Michelle tenne premuto il cellulare sull’orecchio e tornò rapidamente alla villa dei Battle. Salì di corsa in camera, prese le chiavi del suo fuoristrada e si precipitò fuori. Stava per salire a bordo ma si fermò un istante e poi corse di nuovo in casa. Raggiunse in fretta e furia la camera da letto di Savannah e aprì la porta senza bussare. Savannah era distesa sul letto. Fece un balzo, spaventata dall’improvvisa irruzione di Michelle. Quest’ultima coprì con la mano a coppa il microfono del proprio cellulare, in modo che nulla potesse arrivare all’orecchio di Eddie Battle.

«Santo cielo, cosa c’è?» domandò Savannah.

«Mi serve il tuo telefono.»

«Cosa?»

«Dammi quel dannato cellulare!»

Pochi secondi dopo Michelle era a bordo del suo fuoristrada, con il suo cellulare ancora premuto contro l’orecchio, sforzandosi di sentire qualsiasi cosa potesse aiutarla a immaginare dov’era Sean.

Un momento. Aveva udito qualcosa. Che cos’era?

«Un motoscafo!» Sean stava chiedendo a Eddie dove volesse portarli con il motoscafo. Lo aveva udito chiaramente.

Compose il numero di cellulare sul telefonino sequestrato a Savannah.

«Todd, sono sul lago a bordo di un motoscafo.»

«Un motoscafo? Come diavolo ha fatto Eddie a procurarselo?»

«Ce ne sono diversi attraccati al pontile della tenuta. Compreso un entrobordo velocissimo.»

«Merda!»

«Todd, avete una motovedetta?» domandò Michelle freneticamente.

«No. Ne hanno una quelli della Caccia e Pesca, ma non so proprio dove sia in questo momento.»

«Bene, fantastico!» Michelle rifletté in fretta. Idiota. Naturalmente.

«Quanto ti ci vuole per arrivare qui in auto?»

«Ehm, non so, una decina di minuti» rispose Williams.
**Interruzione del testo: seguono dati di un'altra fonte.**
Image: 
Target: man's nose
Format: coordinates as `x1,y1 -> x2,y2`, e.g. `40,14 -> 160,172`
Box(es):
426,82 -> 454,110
«Metticene cinque. Ci troviamo all’imbarcadero di Casa Battle. È un po’ distante dalla villa, ma c’è un golf cart. Prendi quello per arrivarci. Il sentiero è illuminato e ci sono dei cartelli indicatori.»

«Ma tu come farai?»

«Come farò cosa?» gridò Michelle.

«A te non serve il cart?»

«Mi rallenterebbe soltanto. Adesso apri bene le orecchie: strada facendo bisogna che tu avverta quelli della Caccia e Pesca, trova quella motovedetta e manda in navigazione un po’ di agenti armati. Assicurati di porre dei posti di blocco su tutte le strade di accesso al lago. E poi chiama l’FBI e la polizia di Stato e fatti mandare subito sul posto un elicottero con un potente faro di ricerca. Di’ loro di mandare subito una squadra speciale SWAT o un Hostage Rescue Team. Ci occorreranno dei tiratori scelti.»